Ashley Gonzalez is suspended and still being paid while Houston police investigate a video that appears to show her using racist slurs and ranting about Black people. The Houston Police Department has placed the officer on relieved-of-duty status as Internal Affairs reviews the case.
Houston Police Officers Union President Doug Griffith said Gonzalez is scheduled to meet Friday with Chief J. Noe Diaz, who can keep her on relieved-of-duty status or terminate her employment. Griffith said she will be represented by a union attorney during the meeting.
The video, which was shared to Instagram Close Friends and then screen-recorded, appears to show Gonzalez making racist comments, including references to slavery and to her interactions with Black people during 911 calls. In one portion of the clip, she is heard saying she hated people. In another, she says calling someone a racial slur made her feel like she was back in the Marines.
Gonzalez joined HPD in January 2024 and is now described as a two-year veteran of the department. She previously spent four years in the U.S. Marines. A video on YouTube shows her being pinned by former HPD Chief Troy Finner, a detail that has added to the scrutiny surrounding her rise inside the department.

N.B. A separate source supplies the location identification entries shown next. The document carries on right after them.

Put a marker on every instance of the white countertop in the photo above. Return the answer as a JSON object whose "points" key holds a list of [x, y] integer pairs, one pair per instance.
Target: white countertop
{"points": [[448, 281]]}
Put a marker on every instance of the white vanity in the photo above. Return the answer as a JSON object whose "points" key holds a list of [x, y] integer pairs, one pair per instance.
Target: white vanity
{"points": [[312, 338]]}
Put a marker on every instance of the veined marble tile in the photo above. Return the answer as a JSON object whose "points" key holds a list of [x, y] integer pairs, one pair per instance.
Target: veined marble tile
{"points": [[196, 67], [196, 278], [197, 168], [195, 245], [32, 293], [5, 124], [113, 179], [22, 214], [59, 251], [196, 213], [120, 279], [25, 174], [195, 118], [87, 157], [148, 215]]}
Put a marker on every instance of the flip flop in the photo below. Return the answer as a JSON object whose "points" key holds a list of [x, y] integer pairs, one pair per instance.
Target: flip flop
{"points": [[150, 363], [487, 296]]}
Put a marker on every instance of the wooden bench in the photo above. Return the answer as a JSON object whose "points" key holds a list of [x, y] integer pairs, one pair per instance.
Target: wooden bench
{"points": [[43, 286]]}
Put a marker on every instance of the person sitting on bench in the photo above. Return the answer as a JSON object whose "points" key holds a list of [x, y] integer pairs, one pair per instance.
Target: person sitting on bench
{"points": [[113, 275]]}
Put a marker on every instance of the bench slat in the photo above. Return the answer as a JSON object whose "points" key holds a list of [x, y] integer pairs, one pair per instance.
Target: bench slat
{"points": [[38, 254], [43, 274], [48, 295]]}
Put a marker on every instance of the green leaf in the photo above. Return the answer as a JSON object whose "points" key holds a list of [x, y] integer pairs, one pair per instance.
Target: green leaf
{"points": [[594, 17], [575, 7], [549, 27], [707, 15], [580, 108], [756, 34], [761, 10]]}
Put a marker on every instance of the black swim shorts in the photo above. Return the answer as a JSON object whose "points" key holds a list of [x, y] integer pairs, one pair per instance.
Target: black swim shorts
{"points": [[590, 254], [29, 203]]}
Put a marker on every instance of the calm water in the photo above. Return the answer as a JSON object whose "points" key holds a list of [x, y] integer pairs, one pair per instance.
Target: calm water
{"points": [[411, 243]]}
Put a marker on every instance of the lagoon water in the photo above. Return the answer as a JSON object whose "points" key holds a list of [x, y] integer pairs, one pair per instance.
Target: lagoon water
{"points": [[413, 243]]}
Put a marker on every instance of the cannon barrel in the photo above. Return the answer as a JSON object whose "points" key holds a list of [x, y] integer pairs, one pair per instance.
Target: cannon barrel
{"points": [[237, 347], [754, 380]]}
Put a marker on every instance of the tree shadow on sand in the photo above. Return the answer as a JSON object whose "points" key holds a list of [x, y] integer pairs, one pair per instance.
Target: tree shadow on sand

Griffith condemned the remarks in a statement on Monday as offensive and disturbing. He also said he was surprised that HPD’s background investigation and academy training did not catch the conduct before Gonzalez was hired. “This young lady has tarnished the badge for many other officers,” Jim Willis said.
The controversy has quickly moved beyond discipline. Houston City Councilmember Alejandra Salinas said HPD should examine whether any prior arrest, report or testimony involving Gonzalez may have been affected by racial bias. “There is no place for this kind of racism in our city or in law enforcement, and we must not tolerate it,” Salinas said. Councilmember Amy Peck said Thursday that she is confident that once the facts are fully established, the chief will take swift and appropriate action.
The Harris County District Attorney’s Office said the video has not triggered a review of Gonzalez’s arrests that led to charges. That leaves HPD’s internal process as the central test for the department, which is weighing whether one officer’s off-duty conduct should carry consequences for her career and for the cases tied to her name.
For now, Gonzalez remains on the payroll while investigators look deeper and the chief prepares to make a call on Friday. The question is no longer whether the video caused damage. It did. The question is whether HPD will treat that damage as disqualifying.